5 comentários para “França abandona Liberté pela segurança"

  1. Anônimo
    Fevereiro 21, 2016 em 22: 02

    Grande parte da Europa, mas especialmente a França, enfrenta uma ameaça existencial à sua cultura. É fácil sentar-nos na nossa cadeira nos EUA e lamentar o crescimento do estado policial francês, mas aposto que uma boa parte dos cidadãos franceses vêem o seu governo como o mal menor neste momento.

  2. Alen Salerian
    Fevereiro 17, 2016 em 21: 24

    O sigilo é a maior arma de opressão.

  3. Greg
    Fevereiro 16, 2016 em 18: 24

    Interessante que não tenha encontrado um único exemplo em nenhuma história em qualquer mídia em qualquer lugar do mundo sobre esse assunto, que mencionasse os paralelos misteriosos entre o que a França está fazendo hoje e o incêndio do Reichstag de 1933. Acho que se destaca como um polegar dolorido – fale sobre a história se repetindo – mas ninguém em lugar nenhum percebeu o paralelo?

    1933 Alemanha – “terrorista” incendeia o Edifício do Reichstag, e o recém-nomeado Chanceler Adolf Hitler usou o incidente – e a histeria em massa e o medo na população gerado por ele – para emitir o infame Decreto de Incêndio do Reichstag.

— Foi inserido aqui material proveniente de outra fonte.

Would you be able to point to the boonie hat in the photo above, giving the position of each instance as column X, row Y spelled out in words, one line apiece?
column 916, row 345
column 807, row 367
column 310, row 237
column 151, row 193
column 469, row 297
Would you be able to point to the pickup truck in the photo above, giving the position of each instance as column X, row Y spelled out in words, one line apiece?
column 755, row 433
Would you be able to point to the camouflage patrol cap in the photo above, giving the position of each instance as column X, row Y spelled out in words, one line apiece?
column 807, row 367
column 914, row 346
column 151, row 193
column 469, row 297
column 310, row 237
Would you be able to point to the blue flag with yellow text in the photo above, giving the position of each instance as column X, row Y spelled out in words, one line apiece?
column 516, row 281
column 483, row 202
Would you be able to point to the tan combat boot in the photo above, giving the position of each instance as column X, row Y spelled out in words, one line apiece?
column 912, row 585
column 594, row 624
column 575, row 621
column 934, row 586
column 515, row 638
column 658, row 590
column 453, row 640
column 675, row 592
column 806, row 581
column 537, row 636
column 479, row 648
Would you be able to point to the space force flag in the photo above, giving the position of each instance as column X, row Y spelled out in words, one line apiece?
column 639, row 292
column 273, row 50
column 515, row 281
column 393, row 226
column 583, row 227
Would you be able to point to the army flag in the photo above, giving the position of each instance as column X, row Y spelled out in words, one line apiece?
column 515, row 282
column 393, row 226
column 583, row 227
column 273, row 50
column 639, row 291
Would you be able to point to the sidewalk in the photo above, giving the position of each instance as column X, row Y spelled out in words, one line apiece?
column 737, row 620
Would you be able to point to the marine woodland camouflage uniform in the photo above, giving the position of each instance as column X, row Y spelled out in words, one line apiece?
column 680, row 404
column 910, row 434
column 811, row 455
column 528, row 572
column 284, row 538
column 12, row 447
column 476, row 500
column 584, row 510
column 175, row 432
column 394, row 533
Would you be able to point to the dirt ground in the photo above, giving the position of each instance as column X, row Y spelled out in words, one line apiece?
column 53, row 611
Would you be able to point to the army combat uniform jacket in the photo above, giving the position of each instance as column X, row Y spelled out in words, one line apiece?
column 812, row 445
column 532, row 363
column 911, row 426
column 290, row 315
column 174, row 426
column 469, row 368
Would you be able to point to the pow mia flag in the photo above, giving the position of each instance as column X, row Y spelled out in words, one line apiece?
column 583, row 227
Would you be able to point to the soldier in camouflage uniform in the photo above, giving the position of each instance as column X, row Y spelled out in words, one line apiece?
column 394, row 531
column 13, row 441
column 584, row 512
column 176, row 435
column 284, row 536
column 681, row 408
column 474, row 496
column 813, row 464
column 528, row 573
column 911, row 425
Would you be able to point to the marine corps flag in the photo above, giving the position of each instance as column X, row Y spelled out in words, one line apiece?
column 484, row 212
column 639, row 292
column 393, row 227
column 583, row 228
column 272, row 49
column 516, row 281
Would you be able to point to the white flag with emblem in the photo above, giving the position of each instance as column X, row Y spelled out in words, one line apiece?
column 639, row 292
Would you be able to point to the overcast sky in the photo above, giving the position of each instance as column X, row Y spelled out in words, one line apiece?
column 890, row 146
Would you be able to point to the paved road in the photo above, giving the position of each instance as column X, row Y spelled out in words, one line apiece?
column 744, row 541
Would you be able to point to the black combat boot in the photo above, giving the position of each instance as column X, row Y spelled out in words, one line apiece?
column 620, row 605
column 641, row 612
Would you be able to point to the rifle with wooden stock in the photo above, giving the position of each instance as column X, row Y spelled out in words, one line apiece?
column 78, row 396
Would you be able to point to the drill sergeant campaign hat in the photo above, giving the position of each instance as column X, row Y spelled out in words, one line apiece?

Consistia em seis artigos. O Artigo 1 suspendeu indefinidamente a maioria das liberdades civis estabelecidas na Constituição de Weimar, incluindo o habeas corpus, a liberdade de expressão, a liberdade de imprensa, o direito de livre associação e reunião pública, o sigilo do correio e do telefone, para não mencionar o proteção da propriedade e da casa. Os artigos 2.º e 3.º permitiam ao governo do Reich assumir poderes normalmente reservados aos estados federais. Os artigos 4.º e 5.º estabeleceram penas draconianas para certos crimes, incluindo a pena de morte por incêndio criminoso em edifícios públicos.

    Todos nós sabemos o que aconteceu depois disso. Hitler usou o Decreto para manter a sua ditadura autoritária e, a partir de então, o domínio de ferro do seu partido nazi. Acho que algumas pessoas podem ter morrido também…

    Fale sobre um precedente assustador.

    • Roger
      Fevereiro 17, 2016 em 09: 32

      Se você estiver certo… a França pode não estar condenada, afinal

  4. Brian
    Fevereiro 16, 2016 em 13: 54

    “Note-se que é estratégia declarada do terror islâmico gerar uma repressão em França, a fim de radicalizar os muçulmanos franceses.”

    Tweet do Wikileaks no dia do ataque.